Skip to main content.
home | support | download

Back to List Archive

Swish-e PDF titles in search results

From: Luke Simmons <lukes(at)not-real.deeson.co.uk>
Date: Fri Jul 14 2006 - 15:36:11 GMT
Hi Bill,

I got the config to alias the meta name swishtitle to title

[root (at) tiger archive]# /usr/local/lib/swish-e/DirTree.pl
edjanfeb06.pdf | grep title

<title>Jan Feb 06</title>
<meta name="title" content="Jan Feb 06">

But without a filter it appears to not be parsing the html output  
from the pdf to the index. So after an index it doesn't show anything  
up in the search (cgi) including the title.

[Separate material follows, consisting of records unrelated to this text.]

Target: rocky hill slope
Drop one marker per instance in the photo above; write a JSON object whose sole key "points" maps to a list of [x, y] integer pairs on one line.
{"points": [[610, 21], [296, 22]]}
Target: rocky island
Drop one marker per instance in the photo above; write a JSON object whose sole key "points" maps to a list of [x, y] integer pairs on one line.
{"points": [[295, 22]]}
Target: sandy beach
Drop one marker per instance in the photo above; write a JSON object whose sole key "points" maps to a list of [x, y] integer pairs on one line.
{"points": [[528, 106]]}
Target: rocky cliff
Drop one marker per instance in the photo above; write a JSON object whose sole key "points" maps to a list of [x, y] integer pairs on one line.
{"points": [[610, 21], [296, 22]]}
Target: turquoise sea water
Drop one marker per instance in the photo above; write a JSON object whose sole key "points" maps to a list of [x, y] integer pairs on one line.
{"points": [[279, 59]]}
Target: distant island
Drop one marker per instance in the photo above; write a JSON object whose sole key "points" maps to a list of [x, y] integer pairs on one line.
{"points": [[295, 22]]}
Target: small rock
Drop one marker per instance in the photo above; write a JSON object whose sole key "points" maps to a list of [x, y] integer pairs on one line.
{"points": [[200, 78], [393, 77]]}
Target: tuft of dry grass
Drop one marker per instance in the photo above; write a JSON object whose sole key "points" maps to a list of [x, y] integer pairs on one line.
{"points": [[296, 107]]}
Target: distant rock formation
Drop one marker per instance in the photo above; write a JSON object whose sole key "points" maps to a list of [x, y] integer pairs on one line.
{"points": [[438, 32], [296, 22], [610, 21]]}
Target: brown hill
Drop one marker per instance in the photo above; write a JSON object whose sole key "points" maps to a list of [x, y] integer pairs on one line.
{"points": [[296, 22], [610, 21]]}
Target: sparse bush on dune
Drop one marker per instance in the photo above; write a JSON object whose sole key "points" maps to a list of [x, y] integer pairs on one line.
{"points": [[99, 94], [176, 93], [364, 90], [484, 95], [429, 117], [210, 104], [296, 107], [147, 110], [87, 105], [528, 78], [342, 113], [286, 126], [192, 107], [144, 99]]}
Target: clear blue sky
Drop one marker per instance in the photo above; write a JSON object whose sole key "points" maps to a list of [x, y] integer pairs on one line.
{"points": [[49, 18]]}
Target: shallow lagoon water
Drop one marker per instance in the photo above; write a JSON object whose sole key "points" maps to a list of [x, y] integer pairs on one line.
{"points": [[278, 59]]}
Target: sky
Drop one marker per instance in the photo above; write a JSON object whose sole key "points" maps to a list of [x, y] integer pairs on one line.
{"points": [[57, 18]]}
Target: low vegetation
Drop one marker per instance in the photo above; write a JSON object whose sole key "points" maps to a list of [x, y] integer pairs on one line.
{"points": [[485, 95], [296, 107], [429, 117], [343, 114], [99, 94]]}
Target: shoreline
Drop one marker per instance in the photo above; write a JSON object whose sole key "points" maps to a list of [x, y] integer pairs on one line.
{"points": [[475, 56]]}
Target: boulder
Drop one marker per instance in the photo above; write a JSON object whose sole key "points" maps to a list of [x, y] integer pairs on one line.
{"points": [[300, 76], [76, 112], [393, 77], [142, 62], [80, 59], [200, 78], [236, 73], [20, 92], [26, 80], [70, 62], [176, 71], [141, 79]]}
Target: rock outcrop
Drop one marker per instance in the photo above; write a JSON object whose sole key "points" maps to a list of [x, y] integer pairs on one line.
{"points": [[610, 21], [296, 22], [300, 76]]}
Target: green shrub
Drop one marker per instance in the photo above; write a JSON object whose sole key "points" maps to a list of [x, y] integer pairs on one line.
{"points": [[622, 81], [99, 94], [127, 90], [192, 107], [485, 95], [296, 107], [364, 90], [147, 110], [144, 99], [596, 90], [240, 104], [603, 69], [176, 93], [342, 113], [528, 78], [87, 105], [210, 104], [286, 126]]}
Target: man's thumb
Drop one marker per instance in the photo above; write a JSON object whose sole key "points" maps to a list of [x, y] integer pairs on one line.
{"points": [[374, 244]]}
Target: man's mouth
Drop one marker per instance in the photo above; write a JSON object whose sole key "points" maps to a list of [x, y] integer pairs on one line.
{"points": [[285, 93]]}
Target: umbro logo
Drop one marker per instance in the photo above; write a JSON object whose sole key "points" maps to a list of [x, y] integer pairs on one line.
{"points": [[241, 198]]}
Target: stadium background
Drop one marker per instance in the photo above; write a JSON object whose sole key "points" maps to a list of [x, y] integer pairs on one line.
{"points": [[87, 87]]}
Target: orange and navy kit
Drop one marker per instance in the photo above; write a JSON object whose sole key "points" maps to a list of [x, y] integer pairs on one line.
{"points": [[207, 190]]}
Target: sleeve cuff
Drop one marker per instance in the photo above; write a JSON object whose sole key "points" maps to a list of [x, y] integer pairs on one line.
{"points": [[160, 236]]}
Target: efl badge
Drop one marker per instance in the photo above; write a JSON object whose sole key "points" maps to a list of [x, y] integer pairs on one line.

Do I need to add pdf2HTML as a file filter in the config? And also  
make the changes that Peter Karman suggested?  (thanks Peter)

FileFilter .pdf /usr/local/lib/swish-e/perl/SWISH/Filters/ 
Pdf2HTML.pm    # Does this or anything need to go here?
DefaultContents HTML*
StoreDescription HTML* <body> 200000
# MetaNames swishdefault

Am I right to believe that when indexing the process pulls the PDF  
apart and each part is HTML tagged up (i.e. title > <title></title>  
and the text snippet to <body></body>)?

Is the process then not putting the HTML into the index?

I added the old FileFilter of pdftotext in and this runs ok just  
without the title attribute working.


Thanks again for your help

Luke
Received on Fri Jul 14 08:36:17 2006